Jésus veut rencontrer la mort et il va la rencontrer dans le dissentiment des Juifs : lui qui a ouvert les yeux de l’aveugle, ne pouvait-il pas empêcher Lazare de mourir ? Tout Fils de Dieu qu’il est, il n’en demeure pas moins humain. C’est difficile de se confronter à l’incompréhension des gens, qui vous demandent pourquoi un tel est mort, pourquoi à cet âge-là, etc. Je sens ici, en tant que prêtre catholique, une grande proximité avec le Christ. « Mon Père, à quoi servent vos prières ? Pourquoi votre Dieu n’a-t-il pas fait cela ? » C’est difficile, parfois même cruel, de demander à un mortel d’être au-dessus de la mort, alors qu’on la connaitra soi-même, dont on sait et c’est la première vérité qu’elle est inéluctable.

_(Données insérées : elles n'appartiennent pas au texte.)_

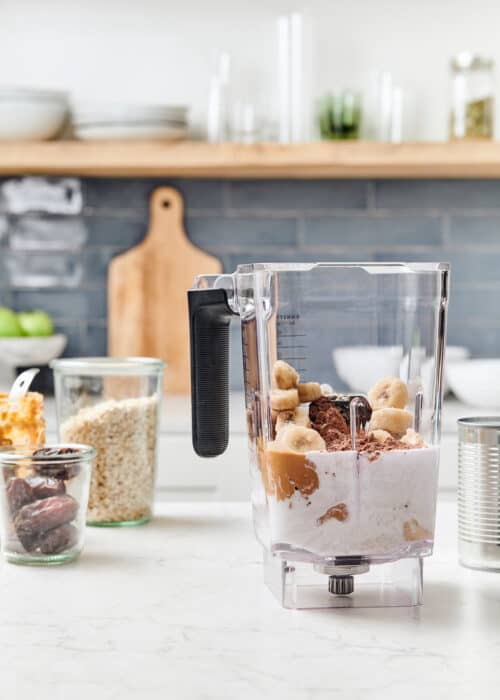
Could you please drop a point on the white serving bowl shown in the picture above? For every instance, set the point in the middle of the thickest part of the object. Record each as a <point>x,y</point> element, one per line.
<point>31,115</point>
<point>360,366</point>
<point>476,382</point>
<point>27,352</point>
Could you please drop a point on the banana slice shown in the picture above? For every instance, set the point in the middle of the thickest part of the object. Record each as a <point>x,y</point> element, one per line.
<point>389,392</point>
<point>285,376</point>
<point>412,438</point>
<point>381,435</point>
<point>299,416</point>
<point>395,421</point>
<point>309,391</point>
<point>296,438</point>
<point>284,399</point>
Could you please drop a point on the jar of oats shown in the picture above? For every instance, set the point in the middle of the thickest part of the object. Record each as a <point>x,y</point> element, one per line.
<point>114,406</point>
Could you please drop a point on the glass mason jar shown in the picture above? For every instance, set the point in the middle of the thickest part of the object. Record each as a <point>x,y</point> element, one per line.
<point>472,97</point>
<point>43,502</point>
<point>113,405</point>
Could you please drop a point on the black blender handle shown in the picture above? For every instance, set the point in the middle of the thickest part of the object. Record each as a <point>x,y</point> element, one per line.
<point>209,322</point>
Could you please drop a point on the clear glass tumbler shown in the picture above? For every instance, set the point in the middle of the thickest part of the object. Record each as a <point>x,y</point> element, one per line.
<point>113,405</point>
<point>43,502</point>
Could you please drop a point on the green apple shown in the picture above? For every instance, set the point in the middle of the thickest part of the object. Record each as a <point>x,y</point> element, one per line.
<point>9,324</point>
<point>35,323</point>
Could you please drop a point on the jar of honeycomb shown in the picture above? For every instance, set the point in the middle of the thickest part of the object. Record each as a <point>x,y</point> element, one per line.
<point>21,421</point>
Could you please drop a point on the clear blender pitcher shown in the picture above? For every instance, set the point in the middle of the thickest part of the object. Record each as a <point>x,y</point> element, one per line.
<point>343,367</point>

Jésus veut rencontrer la mort. Ce n’est pas la mort métaphysique ou celle dont on parle avec un brin de supériorité, en disant qu’on s’en fout, que de toute manière quand on sera mort, on sera mort et que cela ne nous concernera plus puisque nous serons dans le néant. Ici c’est le tombeau, la matière humaine qui revient à la corruption et qui pue. L’altération des chairs défigure les traits reconnaissables du mort et c’est dans sa nudité flétrie que la mort apparait. Saint Jean, comme ses contemporains, n’est pas un voyeur et les hommes de ce temps avaient la décence de draper leurs morts et de leur réserver un caveau pour qu’ils puissent y reposer. Cependant l’odeur s’en exhale. Même Marthe, la vaillante et la forte, voit l’œuvre de la non-vie. Jésus s’est imprégné de ces rencontres préalables avec la mort et pour celle de son ami et pour manifester l’œuvre de vie du Père, il tonne cet appel : « Lazare, viens dehors ».

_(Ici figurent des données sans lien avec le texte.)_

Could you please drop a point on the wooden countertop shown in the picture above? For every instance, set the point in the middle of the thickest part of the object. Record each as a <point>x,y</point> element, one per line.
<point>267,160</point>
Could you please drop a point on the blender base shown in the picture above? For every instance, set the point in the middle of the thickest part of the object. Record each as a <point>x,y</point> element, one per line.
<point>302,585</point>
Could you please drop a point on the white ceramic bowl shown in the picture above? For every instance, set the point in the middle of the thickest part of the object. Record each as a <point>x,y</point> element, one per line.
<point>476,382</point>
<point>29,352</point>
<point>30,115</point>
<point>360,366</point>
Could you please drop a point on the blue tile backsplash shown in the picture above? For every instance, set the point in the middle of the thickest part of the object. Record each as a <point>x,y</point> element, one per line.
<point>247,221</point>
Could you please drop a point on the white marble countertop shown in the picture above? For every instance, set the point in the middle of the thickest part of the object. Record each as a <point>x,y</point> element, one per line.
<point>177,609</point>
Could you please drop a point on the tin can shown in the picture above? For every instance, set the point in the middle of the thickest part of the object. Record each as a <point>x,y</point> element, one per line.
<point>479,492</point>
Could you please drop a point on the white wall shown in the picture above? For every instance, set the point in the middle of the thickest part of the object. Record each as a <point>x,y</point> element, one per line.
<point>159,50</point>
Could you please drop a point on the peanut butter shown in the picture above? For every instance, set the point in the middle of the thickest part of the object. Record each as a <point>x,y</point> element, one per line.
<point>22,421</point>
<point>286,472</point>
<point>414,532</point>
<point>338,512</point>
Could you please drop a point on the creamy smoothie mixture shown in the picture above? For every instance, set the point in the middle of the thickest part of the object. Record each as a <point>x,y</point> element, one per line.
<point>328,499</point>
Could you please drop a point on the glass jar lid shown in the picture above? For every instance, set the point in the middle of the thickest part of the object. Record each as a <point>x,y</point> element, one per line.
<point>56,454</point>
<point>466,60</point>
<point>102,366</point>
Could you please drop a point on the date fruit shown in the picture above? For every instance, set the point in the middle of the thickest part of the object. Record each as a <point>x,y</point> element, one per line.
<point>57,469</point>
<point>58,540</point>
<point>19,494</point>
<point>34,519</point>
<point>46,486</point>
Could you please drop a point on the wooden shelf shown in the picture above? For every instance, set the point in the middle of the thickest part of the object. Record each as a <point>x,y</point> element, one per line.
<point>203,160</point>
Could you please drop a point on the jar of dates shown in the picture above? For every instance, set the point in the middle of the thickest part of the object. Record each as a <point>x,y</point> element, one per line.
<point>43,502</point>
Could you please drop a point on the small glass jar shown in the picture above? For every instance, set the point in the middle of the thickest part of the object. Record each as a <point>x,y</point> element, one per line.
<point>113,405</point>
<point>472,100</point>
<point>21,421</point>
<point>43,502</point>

La résurrection de Lazare conclut l’implication de Jésus dans l’expérience de la mort vécue par l’homme. Cette résurrection est sobrement décrite, mais n’est pas comparable à celle que Jésus vivra. En effet, sans nier qu’elle soit un signe en elle-même, elle est une suspension de la mort et Lazare devra nécessairement mourir de nouveau. La résurrection du Christ est définitive. N’étant ni une suspension de la mort, ni un retour à un état précédent, elle ouvre les portes d’une nouvelle création et d’une nouvelle existence. Ce mystère de la mort et de la résurrection de Jésus dépasse l’expérience humaine et nous voyons que Jésus s’apprête pourtant à l’aborder à partir de sa condition d’homme. Le prodige de la résurrection de Lazare ne doit pas occulter tout ce qui précède. Cela met d’autant plus en valeur la réalité et la véracité de ce qui va être vécu par Jésus. J’ai toujours été frappé du réalisme des évangiles, qui tranche d’avec les mythologies. Il se vérifie encore ici.